Je sais que vous vous considérez comme intouchable car prétendument
indispensable à mon travail, mais je m’empresse de préciser que je ne laisserai
rien – rien, m’entendez-vous ? – faire obstacle à la réussite de
ce projet. Et s’il se produit quelque événement imprévisible qui m’oblige à
apporter des modifications à mon plan, eh bien, qu’il en soit ainsi. »
    Leurs méandres les avaient conduits à leur insu dans un
espace, large comme un placard, au centre du labyrinthe de coton, que le
capitaine Wallace avait fait aménager comme abri pour M me  Fripp
au cas où le Cavalier essuierait une canonnade ; c’est là qu’ils se
faisaient face à présent, à un mètre de distance. « Eh bien, commenta
Liberty, je crois que la Confédération a commis une lourde erreur en ne vous
nommant pas immédiatement général. Je vous imagine très bien sur votre monture,
les jumelles à la main, envoyer des braves pioupious au casse-pipe, vague après
vague, sur Seminary Ridge, sans plus d’états d’âme que si vous rajoutiez une
bûche dans le feu.
    — On fait allégeance à son devoir, enfin, à condition
d’avoir un tant soit peu fréquenté une notion aussi obsolète.
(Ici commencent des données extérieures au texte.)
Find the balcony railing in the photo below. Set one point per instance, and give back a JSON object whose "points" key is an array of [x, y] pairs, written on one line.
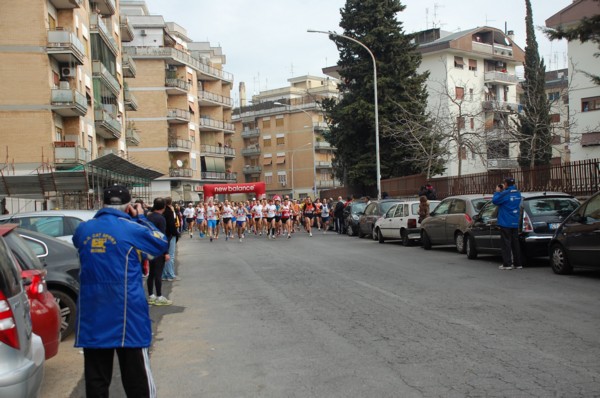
{"points": [[65, 47], [179, 145], [97, 26], [251, 133], [129, 66], [179, 115], [180, 86], [132, 137], [68, 102], [206, 97], [181, 172], [500, 77], [178, 56], [99, 71], [252, 169], [106, 126]]}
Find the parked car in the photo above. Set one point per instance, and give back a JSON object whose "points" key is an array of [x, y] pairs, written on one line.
{"points": [[351, 216], [541, 214], [576, 242], [21, 350], [61, 261], [402, 222], [45, 313], [56, 223], [447, 224], [374, 210]]}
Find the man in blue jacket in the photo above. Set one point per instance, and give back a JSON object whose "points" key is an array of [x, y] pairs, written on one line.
{"points": [[508, 200], [112, 311]]}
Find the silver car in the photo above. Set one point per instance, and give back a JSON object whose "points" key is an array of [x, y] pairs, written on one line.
{"points": [[21, 351]]}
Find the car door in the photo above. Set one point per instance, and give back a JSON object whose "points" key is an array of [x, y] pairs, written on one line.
{"points": [[583, 238]]}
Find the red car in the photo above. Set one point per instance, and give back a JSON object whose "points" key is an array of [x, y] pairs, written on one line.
{"points": [[45, 312]]}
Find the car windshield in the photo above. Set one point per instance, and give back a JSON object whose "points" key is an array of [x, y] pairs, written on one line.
{"points": [[542, 207]]}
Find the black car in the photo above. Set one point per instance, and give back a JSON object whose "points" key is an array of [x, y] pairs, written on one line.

    — Je n’en attendais pas moins de quelqu’un d’aussi
enseveli dans ses idiosyncrasies maléfiques : vous êtes absolument aveugle
à toute vertu chez autrui. Et je refuse d’être acculé à défendre ma moralité
devant un individu dont le sens moral avoisine le néant.
    — J’ai élevé six enfants dans les voies du Seigneur, et
j’ai fait de ces graines des fleurs épanouies.
    — Oui, et on voit le résultat de votre jardinage !
    — Tous ont appris auprès de moi leur devoir, et tous
sont partis l’accomplir.
    — Même ma mère ?
    — Une élève douée. Elle a retenu la leçon, et puis elle
a appris à la renverser. Si je disais “blanc”, invariablement elle répondait
“noir”.
    — Connaissez-vous les circonstances de sa mort ?
    — Un accident de calèche. »
    Alors Liberty entreprit de lui donner tous les
détails : la lettre, les larmes, le bouleversement, le galop effréné, le
pont, la chute, la roue tournant sans fin dans l’air effarouché.